Rashmi Viswanatan (Institute of Fine Arts, New York University)
Selling Science: Packaging the Art of Balthazar Solvyns
In 1796, Balthazar Solvyns published a body of prints depicting the castes of India. He re-issued this body of work twice in subsequent years, with the addition of descriptive text and the advertisement of increasingly didactic functions. Rashmi Viswanatan  historicizes his anthropologizing interventions in terms of changing market trends, to illustrate the complicity of fashion in the formations of his ‘documentary’ art.

Beth Fadeley (University of Georgia)
Object Lessons: Francis Davis Millet and the Politics of Domestic Orientalism
Through a close reading of The Expansionist, an 1899 painting by American artist Francis Davis Millet, Beth Fadeley argues that the domestic interior—as both a living space and a cultural concept—emerged as a crucial site for the negotiation of political values during the age of American imperialism.

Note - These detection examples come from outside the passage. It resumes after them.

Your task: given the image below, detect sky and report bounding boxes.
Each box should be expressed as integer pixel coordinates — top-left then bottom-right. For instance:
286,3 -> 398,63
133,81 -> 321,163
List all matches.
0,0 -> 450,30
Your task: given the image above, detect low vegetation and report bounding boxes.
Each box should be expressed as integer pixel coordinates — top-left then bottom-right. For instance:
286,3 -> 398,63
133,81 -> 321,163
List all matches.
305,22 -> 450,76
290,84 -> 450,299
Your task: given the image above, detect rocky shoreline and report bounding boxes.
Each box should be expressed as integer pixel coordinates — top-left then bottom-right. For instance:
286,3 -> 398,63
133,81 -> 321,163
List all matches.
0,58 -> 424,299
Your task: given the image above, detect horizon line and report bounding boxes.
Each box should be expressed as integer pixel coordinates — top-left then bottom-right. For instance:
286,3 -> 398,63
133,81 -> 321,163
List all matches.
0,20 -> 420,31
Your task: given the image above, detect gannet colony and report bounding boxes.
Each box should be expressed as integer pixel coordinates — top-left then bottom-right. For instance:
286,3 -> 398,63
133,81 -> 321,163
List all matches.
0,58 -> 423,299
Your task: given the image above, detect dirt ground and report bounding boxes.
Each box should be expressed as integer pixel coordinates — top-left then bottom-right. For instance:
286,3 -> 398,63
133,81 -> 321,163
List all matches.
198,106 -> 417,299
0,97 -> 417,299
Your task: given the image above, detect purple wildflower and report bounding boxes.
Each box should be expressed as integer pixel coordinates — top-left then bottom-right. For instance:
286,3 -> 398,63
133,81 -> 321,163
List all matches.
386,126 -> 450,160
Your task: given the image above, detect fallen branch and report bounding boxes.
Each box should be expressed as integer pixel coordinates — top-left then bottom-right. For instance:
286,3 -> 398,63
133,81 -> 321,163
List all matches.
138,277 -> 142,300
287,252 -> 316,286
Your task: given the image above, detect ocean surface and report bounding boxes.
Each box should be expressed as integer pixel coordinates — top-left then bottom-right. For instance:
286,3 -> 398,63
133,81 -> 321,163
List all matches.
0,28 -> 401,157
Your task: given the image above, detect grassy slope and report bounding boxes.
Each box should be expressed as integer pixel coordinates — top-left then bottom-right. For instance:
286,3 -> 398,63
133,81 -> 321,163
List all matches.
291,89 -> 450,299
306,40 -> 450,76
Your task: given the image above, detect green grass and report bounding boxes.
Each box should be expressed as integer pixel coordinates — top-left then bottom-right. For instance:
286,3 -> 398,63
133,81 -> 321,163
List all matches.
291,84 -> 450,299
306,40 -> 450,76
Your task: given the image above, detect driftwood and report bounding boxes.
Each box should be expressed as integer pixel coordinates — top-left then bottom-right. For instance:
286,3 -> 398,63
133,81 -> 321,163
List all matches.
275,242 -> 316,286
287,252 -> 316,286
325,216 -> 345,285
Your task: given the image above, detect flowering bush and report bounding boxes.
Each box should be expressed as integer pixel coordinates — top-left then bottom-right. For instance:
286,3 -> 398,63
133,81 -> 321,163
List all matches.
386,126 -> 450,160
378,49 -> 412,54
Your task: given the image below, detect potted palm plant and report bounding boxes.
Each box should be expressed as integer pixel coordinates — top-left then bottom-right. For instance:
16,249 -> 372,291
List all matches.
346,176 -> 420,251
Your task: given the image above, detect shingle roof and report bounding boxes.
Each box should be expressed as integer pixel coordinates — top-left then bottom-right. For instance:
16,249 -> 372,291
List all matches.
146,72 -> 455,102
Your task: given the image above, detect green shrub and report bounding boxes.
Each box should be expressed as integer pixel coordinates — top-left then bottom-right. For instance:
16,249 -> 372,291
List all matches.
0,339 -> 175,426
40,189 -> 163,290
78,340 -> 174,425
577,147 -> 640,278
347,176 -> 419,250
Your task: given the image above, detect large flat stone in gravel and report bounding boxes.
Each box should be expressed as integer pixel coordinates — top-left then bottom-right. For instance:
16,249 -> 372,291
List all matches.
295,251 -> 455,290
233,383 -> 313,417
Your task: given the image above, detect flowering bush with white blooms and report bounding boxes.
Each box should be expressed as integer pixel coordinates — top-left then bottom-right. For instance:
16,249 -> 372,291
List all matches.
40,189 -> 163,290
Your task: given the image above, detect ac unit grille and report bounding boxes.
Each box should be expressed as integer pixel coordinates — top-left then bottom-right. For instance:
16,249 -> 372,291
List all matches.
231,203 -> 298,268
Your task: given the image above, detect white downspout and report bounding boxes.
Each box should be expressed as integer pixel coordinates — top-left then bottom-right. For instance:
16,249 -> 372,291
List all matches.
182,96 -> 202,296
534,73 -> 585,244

The symposium is co-sponsored by the Association of Historians of Nineteenth-Century Art (AHNCA) and New York University. This year’s jury is composed of Nebahat Avcolu, Petra ten-Doesschate Chu, Marilyn Satin Kushner, Patricia Mainardi, James Rubin and Peter Trippi. The symposium committee includes Caterina Pierre, Margaret Samu and Mary Frances
Zawadzki.

Special thanks to the Dahesh Museum of Art for the Dahesh Museum of Art Prize for the Best Paper, AHNCA Graduate Student Symposium 2013, as a gift in honor of Mrs. Mervat Zahid on behalf of the Board of Trustees.

The symposium is free and open to the public; reservations are not necessary.